We have a lot to answer as a society. But if we seek solutions, we will find them.
Seeking Solutions

Our adoption processes should be so strong and so confidential that parents are able to contact agencies before delivery and ask for their help in adoption.
Our charities and mother and baby help centers should be so well funded that we can offer poor parents some assistance in bringing up their children. If we can set up schools for the underprivileged, and in far flung areas, can we not set up charities that help parents with limited means?
Are we so caught up in our #Metoo movements, in the next trending hashtag on Twitter that we fail to throw light and resolve any single issue because it loses importance when it slips down the twitter trend list?
If we march for Kashmir, let’s march for the thousands of women, the mothers who do not deserve our judgment but our empathy. Their voices cannot be heard because they are asked to stay quiet and forget, and to erase a human being from their memory.
And lastly, it was reported that the two baby boys have been handed over for adoption to two different families. Is it not possible for the siblings to stay in one family? That they are aware that they have a brother, and a birth mother also? This right is being denied to them at birth. Can our systems and hospital records be reliable enough for a child to meet his birth family after he turns 18?
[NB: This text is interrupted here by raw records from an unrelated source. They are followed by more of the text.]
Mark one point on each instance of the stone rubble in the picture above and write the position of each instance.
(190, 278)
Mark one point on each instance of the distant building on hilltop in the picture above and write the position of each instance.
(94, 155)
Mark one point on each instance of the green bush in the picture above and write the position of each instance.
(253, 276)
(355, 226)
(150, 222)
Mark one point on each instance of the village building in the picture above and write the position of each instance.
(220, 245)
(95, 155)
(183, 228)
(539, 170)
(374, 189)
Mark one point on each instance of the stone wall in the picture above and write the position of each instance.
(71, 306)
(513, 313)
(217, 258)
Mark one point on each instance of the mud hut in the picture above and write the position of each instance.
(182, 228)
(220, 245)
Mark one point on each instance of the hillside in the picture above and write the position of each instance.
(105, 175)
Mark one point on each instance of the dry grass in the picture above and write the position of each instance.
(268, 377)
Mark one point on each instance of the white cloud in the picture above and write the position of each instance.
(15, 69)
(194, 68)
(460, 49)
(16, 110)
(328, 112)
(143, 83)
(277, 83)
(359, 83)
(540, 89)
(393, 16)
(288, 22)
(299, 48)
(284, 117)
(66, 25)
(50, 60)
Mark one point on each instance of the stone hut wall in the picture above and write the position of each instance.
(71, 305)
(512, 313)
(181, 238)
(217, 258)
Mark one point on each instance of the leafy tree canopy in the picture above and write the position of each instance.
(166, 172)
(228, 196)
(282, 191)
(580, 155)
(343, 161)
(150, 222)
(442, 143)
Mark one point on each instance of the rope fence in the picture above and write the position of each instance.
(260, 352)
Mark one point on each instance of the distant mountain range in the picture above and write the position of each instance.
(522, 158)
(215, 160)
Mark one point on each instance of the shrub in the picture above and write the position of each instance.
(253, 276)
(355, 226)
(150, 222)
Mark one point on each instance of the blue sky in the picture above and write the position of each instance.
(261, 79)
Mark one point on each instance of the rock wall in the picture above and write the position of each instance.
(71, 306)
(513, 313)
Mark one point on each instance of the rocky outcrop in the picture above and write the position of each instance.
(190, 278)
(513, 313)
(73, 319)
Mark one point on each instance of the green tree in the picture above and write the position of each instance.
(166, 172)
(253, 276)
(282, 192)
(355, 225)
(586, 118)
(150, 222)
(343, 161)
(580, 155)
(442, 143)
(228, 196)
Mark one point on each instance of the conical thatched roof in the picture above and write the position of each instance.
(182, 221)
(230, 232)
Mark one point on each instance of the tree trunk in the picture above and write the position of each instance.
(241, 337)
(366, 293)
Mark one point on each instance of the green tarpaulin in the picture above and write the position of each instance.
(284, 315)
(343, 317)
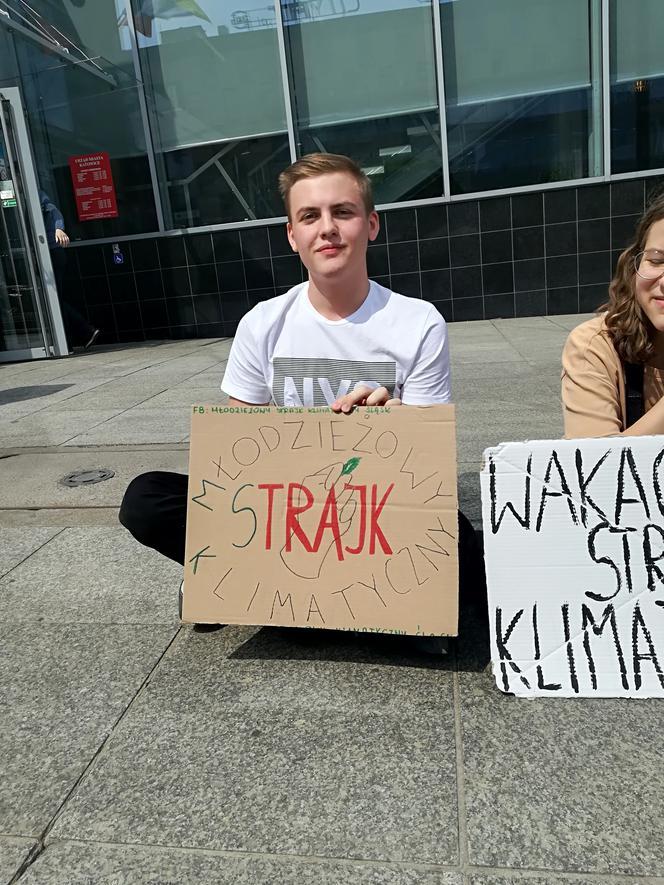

Adoption can be a transparent process, and free from social taboos. We don’t have to start a hashtag or a march for it. We just have to understand that a mother does not ‘abandon’ her child. She gives it up, because she is scared of what society will say, or, she cannot afford to keep him/her and give her child a satisfactory upbringing with limited resources. Because she wants a better future for her new borns. She is not abandoning her baby, she is probably indulging in the most selfless act a human being can, she is giving up her child so he/she can live a better life without her.
However, the real question still remains. Are we prepared to let her do it?